И, вскочив, кинулась в дверь и вниз по лестнице.
Он посмотрел ей вслед.
– Я негодяй, которого мало повесить! – сказал он громко, еще чувствуя на своих губах ее тело.
Вечером в усадьбе было тихо, наступило успокоение, чувство семейственности, – гости в шесть часов уехали… Теплые сумерки, лекарственный запах цветущих лип за кухней. Сладкий запах дыма и кушаний из кухни, где готовят ужин. И мирное счастье всего этого – сумерек, запахов, – и все еще что-то обещающая мука ее присутствия, ее существования возле него… разрывающая душу мука любви к ней, – и ее беспощадное равнодушие, отсутствие… Где она? Он сошел с переднего балкона, слушая мерный, с промежутками, визг и скрип качелей под соснами, прошел к ним – да, это она. Он остановился, глядя, как она широко летает вверх и вниз, все туже натягивая веревки, силясь взлететь до последней высоты, и делает вид, что не замечает его. С визгом колец жутко летит кверху, исчезает в ветвях и, как подстреленная, стремительно несется вниз, приседая и развевая подол. Вот бы поймать! Поймать и задушить, изнасиловать!
– Валерия Андреевна! Осторожнее!
Точно не слыша, наддает еще крепче…
За ужином на балконе, под горячей яркой лампой, смеялись над гостями, спорили о них. Неестественно и зло смеялась и она, жадно ела творог со сметаной, опять без единого взгляда в его сторону. Одна Зойка молчала и все косилась на него, блестя глазами, знающими что-то вместе с ним одним.
Все разошлись и легли рано, в доме не осталось ни одного огня. Всюду стало темно и мертво. Незаметно ускользнув тотчас после ужина в свою комнату, дверь которой выходила на передний балкон, он стал совать свое бельишко в свой заплечный мешок, думая: выведу потихоньку велосипед, сяду – и на станцию. Возле станции лягу где-нибудь на песок в лесу до первого утреннего поезда… Хотя нет, так нельзя. Выйдет бог знает что, – сбежал, как мальчишка, ночью, ни с кем не простясь! Надо ждать до завтра – и уехать беспечно, как ни в чем не бывало: «До свиданья, дорогой Николай Григорьевич, до свиданья, дорогая Клавдия Александровна! Спасибо, спасибо за все! Да, да, в Могилев, удивительно, говорят, красивый город… Зоечка, будьте здоровы, милая, растите и веселитесь! Гриша, дай пожать твою «честную» руку! Валерия Андреевна, всех благ, не поминайте лихом…» Нет, не поминайте лихом ни к чему, глупо и бестактно, будто какой-то намек на что-то…

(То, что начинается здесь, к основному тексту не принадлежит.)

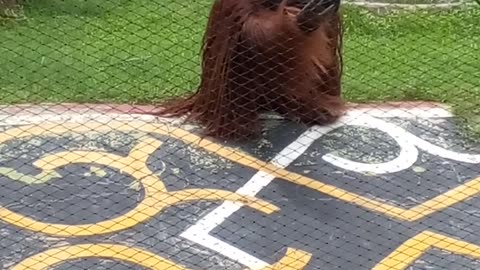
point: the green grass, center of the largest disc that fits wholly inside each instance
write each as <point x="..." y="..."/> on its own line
<point x="143" y="51"/>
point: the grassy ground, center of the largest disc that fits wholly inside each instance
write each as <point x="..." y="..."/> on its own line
<point x="142" y="51"/>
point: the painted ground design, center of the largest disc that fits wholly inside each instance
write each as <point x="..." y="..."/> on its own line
<point x="389" y="187"/>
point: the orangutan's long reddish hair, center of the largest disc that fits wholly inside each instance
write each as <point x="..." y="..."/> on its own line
<point x="266" y="55"/>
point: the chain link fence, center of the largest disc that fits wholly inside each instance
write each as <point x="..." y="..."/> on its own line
<point x="246" y="134"/>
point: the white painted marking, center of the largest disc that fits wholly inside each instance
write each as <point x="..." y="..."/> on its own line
<point x="408" y="152"/>
<point x="199" y="233"/>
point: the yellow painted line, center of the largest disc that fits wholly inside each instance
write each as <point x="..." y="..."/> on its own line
<point x="293" y="260"/>
<point x="155" y="200"/>
<point x="414" y="248"/>
<point x="438" y="203"/>
<point x="53" y="257"/>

Чувствуя, что нет ни малейшей надежды заснуть, он тихо спустился с балкона, решив выйти на дорогу к станции и промаять себя, прошагать версты три. Но во дворе остановился: теплый сумрак, сладкая тишина, млечная белизна неба от несметных мелких звезд… Он пошел по двору, опять остановился, поднял голову: уходящая все глубже и глубже ввысь звездность, и там какая-то страшная черно-синяя темнота, провалы куда-то… и спокойствие, молчание, непонятная, великая пустыня, безжизненная и бесцельная красота мира… безмолвная, вечная религиозность ночи… и он один, лицом к лицу со всем этим, в бездне между небом и землей… Он стал внутренне, без слов молиться о какой-то небесной милости, о чьей-то жалости к себе, с горькой радостью чувствуя свое соединение с небом и уже некоторое отрешение от себя, от своего тела… Потом, стараясь удержать в себе эти чувства, посмотрел на дом: звезды отражаются расплющенным блеском в черных стеклах окон – и в стеклах ее окна… Спит или лежит, в тупом оцепенении все одной и той же мысли о Титове! Да, вот и ее черед…

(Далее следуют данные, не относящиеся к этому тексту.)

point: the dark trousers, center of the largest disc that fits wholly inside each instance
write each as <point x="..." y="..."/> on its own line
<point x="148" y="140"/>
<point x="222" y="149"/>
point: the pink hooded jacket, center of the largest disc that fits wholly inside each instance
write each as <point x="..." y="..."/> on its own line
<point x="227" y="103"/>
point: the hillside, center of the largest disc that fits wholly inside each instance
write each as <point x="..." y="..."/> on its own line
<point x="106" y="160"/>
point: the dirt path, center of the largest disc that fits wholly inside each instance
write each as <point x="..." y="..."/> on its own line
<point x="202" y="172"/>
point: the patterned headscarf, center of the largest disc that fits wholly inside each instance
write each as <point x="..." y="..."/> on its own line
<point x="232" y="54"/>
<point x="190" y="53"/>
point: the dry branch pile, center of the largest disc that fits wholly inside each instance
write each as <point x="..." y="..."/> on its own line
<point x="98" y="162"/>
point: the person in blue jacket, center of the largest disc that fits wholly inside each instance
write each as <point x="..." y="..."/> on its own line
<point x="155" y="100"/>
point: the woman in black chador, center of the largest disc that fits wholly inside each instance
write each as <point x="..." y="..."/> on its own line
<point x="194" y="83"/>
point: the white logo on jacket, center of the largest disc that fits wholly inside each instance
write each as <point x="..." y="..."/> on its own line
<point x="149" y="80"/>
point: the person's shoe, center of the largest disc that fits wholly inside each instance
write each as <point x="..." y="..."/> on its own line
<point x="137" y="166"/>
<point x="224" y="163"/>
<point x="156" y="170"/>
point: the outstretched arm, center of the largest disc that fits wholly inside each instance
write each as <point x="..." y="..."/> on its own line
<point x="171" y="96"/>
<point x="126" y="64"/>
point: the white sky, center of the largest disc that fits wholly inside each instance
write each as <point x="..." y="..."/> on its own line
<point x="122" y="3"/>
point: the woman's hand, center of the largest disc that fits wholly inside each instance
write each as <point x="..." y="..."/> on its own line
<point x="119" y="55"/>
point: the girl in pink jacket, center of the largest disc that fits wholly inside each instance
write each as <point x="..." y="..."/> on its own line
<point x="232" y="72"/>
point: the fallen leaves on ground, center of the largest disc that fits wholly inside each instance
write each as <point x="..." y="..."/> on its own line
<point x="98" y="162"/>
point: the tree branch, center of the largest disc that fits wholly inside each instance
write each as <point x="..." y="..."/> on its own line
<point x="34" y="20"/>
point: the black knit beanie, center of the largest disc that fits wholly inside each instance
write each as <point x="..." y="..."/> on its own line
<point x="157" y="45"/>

Он обошел большой, неопределенный в сумраке дом, пошел к заднему балкону, к поляне между ним и двумя страшными своей ночной высотой и чернотой рядами неподвижных елей с острыми верхушками в звездах. В темноте под елями рассыпаны неподвижные зелено-желтые огоньки светляков. И что-то смутно белеет на балконе…

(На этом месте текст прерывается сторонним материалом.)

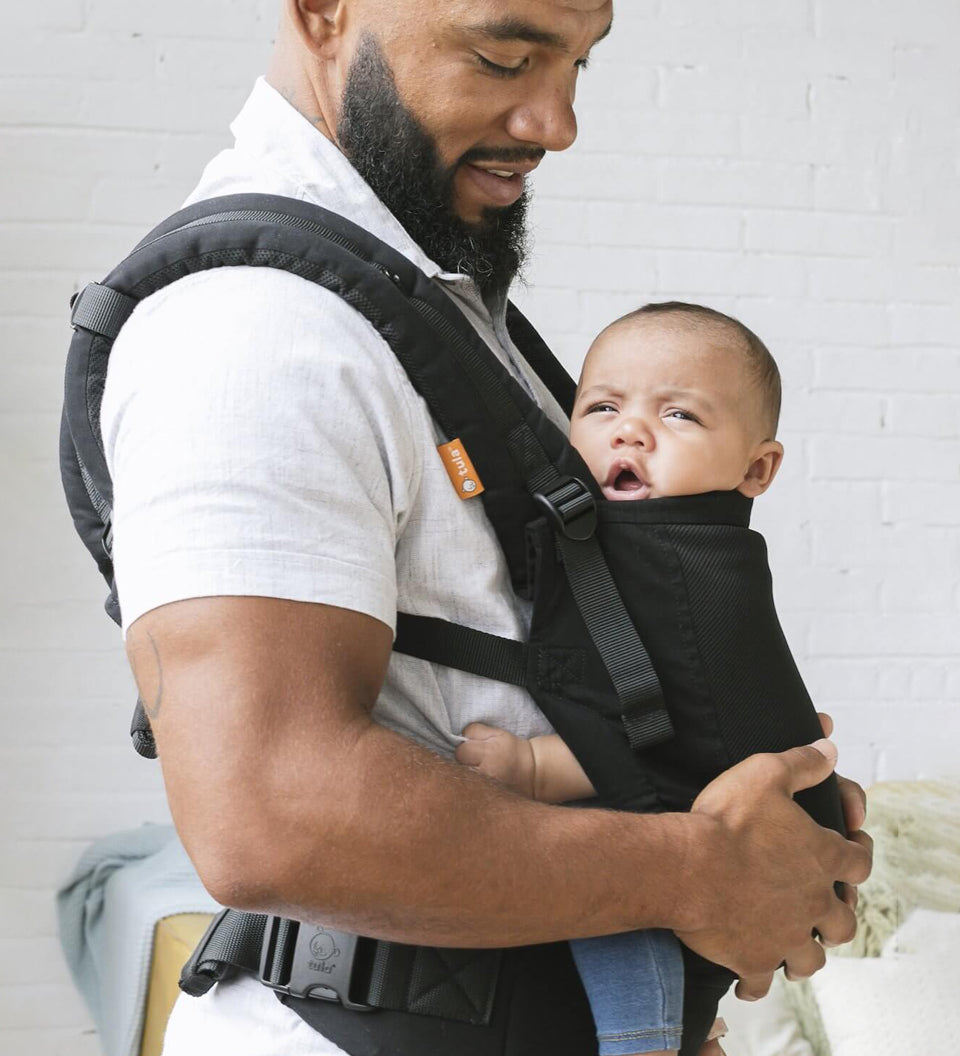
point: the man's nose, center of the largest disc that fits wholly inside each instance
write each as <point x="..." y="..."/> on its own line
<point x="545" y="117"/>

Он приостановился, вглядываясь, и вдруг дрогнул от страха и неожиданности: с балкона раздался негромкий и ровный, без выражения голос:
– Что это вы бродите по ночам?
Он, в изумлении, двинулся и тотчас различил: она лежит в качалке, в старинной серебристой шали, которую все гостьи Данилевских накидывали на себя по вечерам, если оставались ночевать. От растерянности он тоже спросил:
– А вы почему не спите?
Она не ответила, помолчала, поднялась и неслышно сошла к нему, поправляя сползавшую шаль плечом:
– Пройдемся…
Он пошел за ней, сперва сзади, потом рядом, в темноту аллеи, будто что-то таившей в своей мрачной неподвижности. Что это? Он опять с ней, наедине, вдвоем, в этой аллее, в такой час? И опять эта шаль, всегда скользившая с ее плеч и коловшая кончики его пальцев своими шелковыми ворсинками, когда он поправлял ее на ней… Пересиливая судорогу в горле, он выговорил:
– За что, зачем вы так страшно мучите меня?
Она закачала головой:
– Не знаю. Молчи.
Он осмелел, возвысил голос:
– Да, за что и зачем? Зачем было вам…
Она поймала его висящую руку и стиснула ее:
– Молчи…
– Валя, я ничего не понимаю…
Она отбросила его руку, взглянула влево, на ель в конце аллеи, широко черневшую треугольником своей мантии:
– Помнишь это место? Тут я тебя в первый раз поцеловала. Поцелуй меня тут в последний раз…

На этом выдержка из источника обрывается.